A data.frame of class stats_dm, basic_stats, cafs, quantiles, delta_funs, sum_dist, or fit_stats containing the calculated statistics to be validated.

Details

The validation process checks for required columns and structure based on the class of stat_df. Each class has specific requirements:

Value

Returns the unmodified stat_df for convenience.


Update the parameter matrix for vector inputs (internal docu)

Description

This function takes a numeric vector and maps the values to the parameter matrix using the linearized internal list. This will also lead to an update of the values for which special dependencies were set

Usage

x2prms_vals(x, flex_prms_obj)

Arguments

x

a numeric vector with new values to set

flex_prms_obj

a flex_prms with the (linearized) internal list and the parameter matrix

Details

Does not perform input checks!

Value

a flex_prms_obj with updated parameter matrix


Beta-Shaped Starting Point Distribution Centered Around Zero

Description

Beta-Shaped Starting Point Distribution Centered Around Zero

Usage

x_beta(prms_model, prms_solve, x_vec, one_cond, ddm_opts)

Arguments

prms_model

the model parameters; prm name "alpha" required

prms_solve

solver settings

x_vec

evidence space

one_cond

one condition

ddm_opts

optional arguments attached to an object

Value

returns the PDF of a beta-shaped distribution for x_vec, centered around zero and with a shape parameter "alpha".

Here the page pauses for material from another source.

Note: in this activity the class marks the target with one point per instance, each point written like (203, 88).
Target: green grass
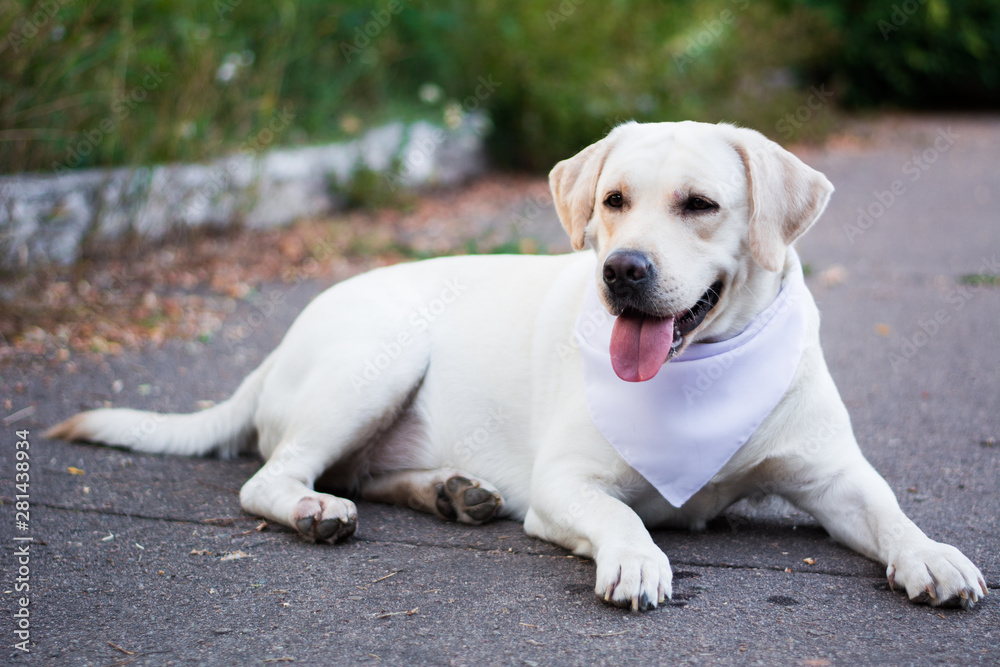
(138, 82)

Constant Starting Point at Zero

Description

A dirac delta on zero, to provide no bias and a constant starting point

Usage

x_dirac_0(prms_model, prms_solve, x_vec, one_cond, ddm_opts)

Arguments

prms_model

the model parameters; no prm name required

prms_solve

solver settings

x_vec

evidence space

one_cond

one condition

ddm_opts

optional arguments attached to an object

Value

a vector of the same length as x_vec with zeros, except for the element in the middle of the vector


Uniform Starting Point Distribution Centered Around Zero

Description

Uniform Starting Point Distribution Centered Around Zero

Usage

x_uniform(prms_model, prms_solve, x_vec, one_cond, ddm_opts)

Arguments

prms_model

the model parameters; prm name "range_start" required

prms_solve

solver settings

x_vec

evidence space

one_cond

one condition

ddm_opts

optional arguments attached to an object

Value

returns the PDF of a uniform distribution for x_vec, centered around zero and with a range of "range_start".